【聞き慣れた曲の力…憂慮も共存】
リメイクとサンプリングは歌謡界で継続的に活用されてきた技法だ。しかし最近のように複数のアイドルグループが似た時期にこれらを扱い、カムバック戦略として活用していることに関心が集まっている。業界では、検証された音楽知的財産権(IP)が持つ親しみやすさを最大の理由として挙げている。すでに大衆にとって聞き慣れたメロディーを活用すれば、新曲に対するハードルを下げることができ、主要な広報の場となるショートフォームプラットフォームで早く注目を集めるのに有利だ。
制作環境の変化も影響を及ぼしているという分析だ。過去には韓国国内のヒットメーカーである作曲家たちがK-POP制作を主導し、新しいヒット曲を誕生させた。その反面、K-POPがグローバルジャンルへと成長した今は、海外作曲家とのコラボレーションを通じて曲を調達する制作方式が一般化した。このような変化の中で、「ヒット曲メーカー」の後を追う韓国国内の新進作曲家たちの存在感が以前ほど表に出なくなった点も、検証済みの音楽IP活用が増えた背景とされている。
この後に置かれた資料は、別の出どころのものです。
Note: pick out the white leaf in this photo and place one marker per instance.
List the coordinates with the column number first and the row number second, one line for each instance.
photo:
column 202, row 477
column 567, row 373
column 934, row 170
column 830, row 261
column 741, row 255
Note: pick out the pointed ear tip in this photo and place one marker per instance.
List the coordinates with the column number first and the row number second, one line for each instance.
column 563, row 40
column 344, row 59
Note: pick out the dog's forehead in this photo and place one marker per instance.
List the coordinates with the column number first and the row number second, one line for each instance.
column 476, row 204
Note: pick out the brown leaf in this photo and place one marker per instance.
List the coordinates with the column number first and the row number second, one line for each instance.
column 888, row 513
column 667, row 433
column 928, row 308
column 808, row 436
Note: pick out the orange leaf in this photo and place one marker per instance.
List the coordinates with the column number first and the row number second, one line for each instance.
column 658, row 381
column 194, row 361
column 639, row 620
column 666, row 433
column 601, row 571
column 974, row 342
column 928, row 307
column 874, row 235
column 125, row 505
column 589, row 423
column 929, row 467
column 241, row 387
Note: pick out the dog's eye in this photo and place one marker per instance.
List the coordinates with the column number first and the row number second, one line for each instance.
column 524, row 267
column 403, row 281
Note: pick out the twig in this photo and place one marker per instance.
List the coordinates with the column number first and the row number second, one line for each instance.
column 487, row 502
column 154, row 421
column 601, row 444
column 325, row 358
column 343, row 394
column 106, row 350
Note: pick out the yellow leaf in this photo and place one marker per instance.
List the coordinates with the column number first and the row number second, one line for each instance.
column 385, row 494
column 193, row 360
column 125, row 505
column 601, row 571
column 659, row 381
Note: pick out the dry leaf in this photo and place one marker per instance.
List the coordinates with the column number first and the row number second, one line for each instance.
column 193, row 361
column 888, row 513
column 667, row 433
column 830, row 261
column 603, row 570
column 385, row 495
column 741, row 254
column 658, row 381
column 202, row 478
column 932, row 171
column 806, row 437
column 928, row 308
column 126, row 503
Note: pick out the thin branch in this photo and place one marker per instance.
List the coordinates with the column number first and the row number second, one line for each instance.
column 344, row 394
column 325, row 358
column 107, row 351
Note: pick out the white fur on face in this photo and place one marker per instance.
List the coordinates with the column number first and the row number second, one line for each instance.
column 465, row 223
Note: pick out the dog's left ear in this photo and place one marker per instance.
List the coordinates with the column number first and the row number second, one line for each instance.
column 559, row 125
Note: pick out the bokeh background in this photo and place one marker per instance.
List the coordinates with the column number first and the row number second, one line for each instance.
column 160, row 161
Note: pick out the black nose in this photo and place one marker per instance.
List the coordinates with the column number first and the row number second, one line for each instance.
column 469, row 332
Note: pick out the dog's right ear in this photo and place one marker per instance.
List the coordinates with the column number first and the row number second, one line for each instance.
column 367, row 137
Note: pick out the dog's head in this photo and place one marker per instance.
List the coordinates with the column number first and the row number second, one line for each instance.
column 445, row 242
ある芸能事務所関係者は「制作者の立場では、限られた時間と予算の中で成功の可能性が高い曲を探さなければならず、失敗の負担が少ない過去のヒット曲IPを活用する方向を選ぶ」と話した。
業界の一角では、リメイクとサンプリングの活用が過熱することで、新しいヒット曲の発掘と音楽的な試みが委縮するのではないかという憂慮も出ている。これに先立ち、バラード市場でも過去のヒット曲のリメイクが続き、大衆の疲労感を高めた事例があり、アイドル音楽もまた同じような流れを踏襲するのではないかという見方だ。
シム・ジェゴル大衆文化評論家は「ただ計算に従った複製型リメイクは、つまらなさと疲労感だけを与える可能性がある。市場が判断することだが、複製に近い作業が一つのトレンドのように広がることは避けるべきだ」とし、「リメイクをするとしても、現代の情緒と創作者ならではの解釈が加われば、意味のあるものとして残る」と助言した。